Background: Gender differences in oral health-related quality of life and the fear of dental pain in seeking and receiving preventive dental care have been recognized and documented. Preventive dental treatment procedures (PDTPs) are commonly accepted as the primary approach to prevent dental disease.
Objective: We examined whether the likelihood of receiving PDTPs differed by gender in adult patients receiving dental care at a dental training institution in Milwaukee, Wisconsin.
Methods: Data from the Marquette University School of Dentistry electronic patient management database for 2001 through 2002 were analyzed. Descriptive, bivariate, and multivariable analyses were performed. The preventive procedures used in the study were those coded in accordance with the American Dental Association's classification system: D1110 (adult prophylaxis: professional cleaning and polishing of the teeth), D1204 (adult topical application of fluoride), D1205 (adult topical application of fluoride plus prophylaxis), and D1330 (oral hygiene instruction).

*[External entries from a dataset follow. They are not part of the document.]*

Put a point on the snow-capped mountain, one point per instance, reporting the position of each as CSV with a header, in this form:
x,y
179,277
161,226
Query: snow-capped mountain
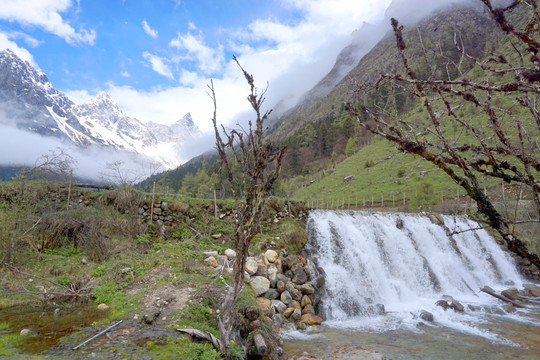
x,y
29,101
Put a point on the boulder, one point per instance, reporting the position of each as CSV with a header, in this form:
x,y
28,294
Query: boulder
x,y
308,309
230,253
305,301
286,297
311,319
271,256
426,316
251,266
443,304
296,315
278,306
306,288
261,270
456,305
259,284
300,277
271,294
288,312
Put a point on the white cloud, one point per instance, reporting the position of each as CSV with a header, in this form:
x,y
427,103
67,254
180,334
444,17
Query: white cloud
x,y
158,65
6,43
46,15
148,30
209,60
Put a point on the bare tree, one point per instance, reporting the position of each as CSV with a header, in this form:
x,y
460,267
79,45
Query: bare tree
x,y
501,93
254,165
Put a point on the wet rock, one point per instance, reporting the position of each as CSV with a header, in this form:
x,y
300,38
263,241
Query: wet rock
x,y
311,319
306,288
280,285
509,308
261,270
211,261
511,294
271,294
300,325
259,284
251,266
272,272
305,301
271,256
230,253
278,306
443,304
426,316
103,307
296,315
457,306
288,312
308,309
286,297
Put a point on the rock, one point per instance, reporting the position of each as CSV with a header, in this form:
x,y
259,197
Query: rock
x,y
296,305
511,294
443,304
306,288
280,285
288,312
532,289
211,261
271,294
295,294
426,316
296,315
261,270
259,284
308,309
264,304
222,260
278,306
300,277
103,306
311,319
286,297
456,305
251,265
509,308
271,256
230,253
305,301
300,325
272,272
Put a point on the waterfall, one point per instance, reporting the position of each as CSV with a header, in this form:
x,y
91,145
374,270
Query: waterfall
x,y
402,263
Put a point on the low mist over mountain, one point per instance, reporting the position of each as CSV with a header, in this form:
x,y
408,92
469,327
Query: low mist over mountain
x,y
29,102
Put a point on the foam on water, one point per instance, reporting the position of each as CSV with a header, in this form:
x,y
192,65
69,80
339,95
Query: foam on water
x,y
406,263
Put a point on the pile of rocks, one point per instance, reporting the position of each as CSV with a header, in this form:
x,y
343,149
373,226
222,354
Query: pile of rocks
x,y
288,287
160,214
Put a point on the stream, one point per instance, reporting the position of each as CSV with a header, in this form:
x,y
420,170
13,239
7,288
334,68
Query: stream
x,y
404,264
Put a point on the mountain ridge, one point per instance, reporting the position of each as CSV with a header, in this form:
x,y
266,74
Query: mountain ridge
x,y
30,102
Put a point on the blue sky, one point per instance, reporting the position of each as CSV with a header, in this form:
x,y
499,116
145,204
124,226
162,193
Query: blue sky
x,y
155,57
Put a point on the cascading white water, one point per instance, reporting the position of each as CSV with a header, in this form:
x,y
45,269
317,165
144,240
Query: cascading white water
x,y
404,262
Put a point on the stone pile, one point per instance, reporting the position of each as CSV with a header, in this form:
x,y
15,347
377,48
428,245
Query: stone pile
x,y
288,287
161,213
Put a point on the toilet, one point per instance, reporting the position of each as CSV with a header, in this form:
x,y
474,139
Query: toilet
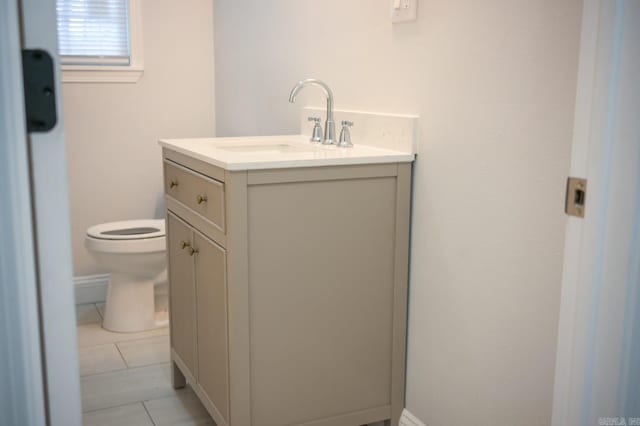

Results: Of the 1563 consecutive patient records (888 women, 675 men) reviewed for the years 2001-2002, 794 individuals (51%), aged 18 to 60 years, were identified as having received PDTPs. At the bivariate level, a significant gender difference in the receipt of PDTPs was identified (423 women [48%] vs 371 men [55%]; P = 0.004). In the multivariable analyses, age, race/ethnicity, marital status, poverty level, and health insurance type (public, private, none) were significantly associated with the receipt of PDTPs (all, P < 0.05), but gender was not.
Conclusions: Gender differences in receiving PDTPs were not found in this dental school patient population. Receipt of PDTPs was associated with other demographic factors such as age, race/ethnicity, marital status, income level, and health insurance.